Dienstag, 10. April 2012

Einladung im Palais Eschenbach folgt Informationsverbot betreff E-Government - information ban for sap pr persons

Prohibition - information ban for sap consultants in famous palace in Vienna 

Heute 10. April 2012 leiste ich einer noblen Einladung Folge: Im feinen Palais Eschenbach wird - veranstaltet vom Wirtschaftsakademikerbund - über Agenda 2020 für Österreich diskutiert.
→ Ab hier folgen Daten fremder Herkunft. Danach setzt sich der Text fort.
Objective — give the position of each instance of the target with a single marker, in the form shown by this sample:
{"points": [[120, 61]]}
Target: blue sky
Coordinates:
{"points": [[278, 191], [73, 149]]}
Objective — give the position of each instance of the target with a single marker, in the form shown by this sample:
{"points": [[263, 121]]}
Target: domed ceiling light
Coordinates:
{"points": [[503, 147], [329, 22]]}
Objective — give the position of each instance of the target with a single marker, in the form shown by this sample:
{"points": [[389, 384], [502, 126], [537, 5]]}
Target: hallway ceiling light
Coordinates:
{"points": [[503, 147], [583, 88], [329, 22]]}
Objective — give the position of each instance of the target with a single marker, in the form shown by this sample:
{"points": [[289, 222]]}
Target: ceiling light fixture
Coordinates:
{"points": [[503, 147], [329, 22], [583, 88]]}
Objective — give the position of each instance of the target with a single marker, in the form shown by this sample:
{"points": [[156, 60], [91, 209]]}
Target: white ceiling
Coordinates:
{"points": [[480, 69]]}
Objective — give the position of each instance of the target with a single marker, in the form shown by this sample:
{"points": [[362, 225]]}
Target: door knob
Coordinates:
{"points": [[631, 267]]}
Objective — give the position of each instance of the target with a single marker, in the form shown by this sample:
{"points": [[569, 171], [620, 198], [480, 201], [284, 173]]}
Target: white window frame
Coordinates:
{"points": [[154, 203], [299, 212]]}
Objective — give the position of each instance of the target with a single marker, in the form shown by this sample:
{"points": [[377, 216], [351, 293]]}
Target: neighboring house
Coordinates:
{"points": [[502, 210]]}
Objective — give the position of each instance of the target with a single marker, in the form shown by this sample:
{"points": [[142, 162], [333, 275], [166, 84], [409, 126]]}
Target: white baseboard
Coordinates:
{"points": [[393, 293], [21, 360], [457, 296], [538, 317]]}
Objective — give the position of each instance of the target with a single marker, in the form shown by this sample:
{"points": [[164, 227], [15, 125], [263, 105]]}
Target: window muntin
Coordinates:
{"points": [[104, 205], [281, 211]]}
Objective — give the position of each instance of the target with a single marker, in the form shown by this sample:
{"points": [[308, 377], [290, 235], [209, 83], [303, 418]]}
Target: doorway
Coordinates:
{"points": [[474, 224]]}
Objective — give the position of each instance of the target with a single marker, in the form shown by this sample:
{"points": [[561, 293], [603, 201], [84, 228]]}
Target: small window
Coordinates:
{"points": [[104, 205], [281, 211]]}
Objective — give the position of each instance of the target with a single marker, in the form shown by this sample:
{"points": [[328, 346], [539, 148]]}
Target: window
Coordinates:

SAP-Kompetenz: der Herr rechts neben der Dame gab im April 2012 offiziell Informationsverbot gegen mich aus, zugleich zeigt das Bild auch jene, die meine Entmündigung am Bezirksgericht Wien-Liesing im Herbst 2008 in die Wege leiteten 

Auch das Bundesrechenzentrum hat einen Informationsstand: Ich freue mich, dass ich endlich meine Ex-Kollegen betreff Neuerungen im Bereich

Elektronischer Rechtsverkehr 

E-Government (one-Stop-Verfahren für den Bürger) 

Digitalisierung des Außerstreitverfahrens 

Strafprozessordnung auf SAP 

SAP für Justizvollzugsanstalten 

Elektronische Zustellung von Gerichtsdokumenten für den Bürger, die Bürgerin

befragen kann.

BRZ Direkt Februar 2011: SAP-Kompetenz und Entmündigung: Einige dieser feinen Runde haben meine Entmündigung und elf Jahre rückwirkende Geschäftsunfähigkeit beim psychiatrischen Gutachter bestellt 
Als wir mitten in der Diskussion stehen, erscheint ganz plötzlich ein Ex-Chef aus dem Finanzministerium (Sie wissen schon, das war jener, der im Nebenzimmer des verstorbenen Regierungsrates Schweinhammer in Wien Hintere Zollamtsstraße 4 arbeitete) und hauchte den Kollegen ins Ohr:

" Dieser Person dürft Ihr nicht zu viel über Justiz-Applikationen im Bundesrechenzentrum erzählen. Das ist die H." 

Und erst jetzt erkennt mich Frau Michaela, die ja schon lange Abteilungsleiterin im Bundesrechenzentrum ist. Sie redet allgemein weiter und spricht davon, wie "komplex diese Welt doch geworden ist". Enttäuscht wende ich mich ab, der andere Kollege Herr "Deutsch" hat Tränen in den Augen. 

Allerdings wusste der Ministerialrat aus dem Finanzministerium, der den Kollegen vom BRZ Info-Verbot für mich gab, nicht, dass ich bereits einen USB-Stick erhalten hatte, wo sämtliche Information über die Neuerungen betreff JUSITZ-APPLIKATIONEN in Bundesrechenzentrum und Justizministerium gespeichert sind!

Ja, ja ein schlechtes Gewissen ist ein sehr schlechtes Ruhekissen, das merkt man auch an der fahrigen Verhaltensweise des Herrn Abteilungsleiters und Ministerialrates aus dem Finanzministerium. Das hat ihn aber ordentlich nervös gemacht, mich mitten unter den schwarzen WirtschaftsakademikerInnen zu sehen.

Tragisches Detail am Rande:

Drei Tage später, also am Freitag, den 13. April 2012, starb der Projektleiter von PM-SAP (Personalmanagement, Personalverrechnung des Bundes auf SAP-Systemen) Herr Diplom-Ingenieur Gerhard R. - aber nur offiziell - wahrscheinlich gibt es deswegen in der österreichischen Tageszeitung KURIER keine Anzeigen betreff Ableben von Menschen mehr - exakt seit Sommer 2012.

SAP-Trainees: Der Herr im schwarzen Anzug (Brille) zweiter von rechts: Projektleiter PM-SAP Gerhard R. im Bundesrechenzentrum: Starb vermutlich auf tragische Weise am 13. April 2012. Er war gebürtig aus Hainburg in Niederösterreich.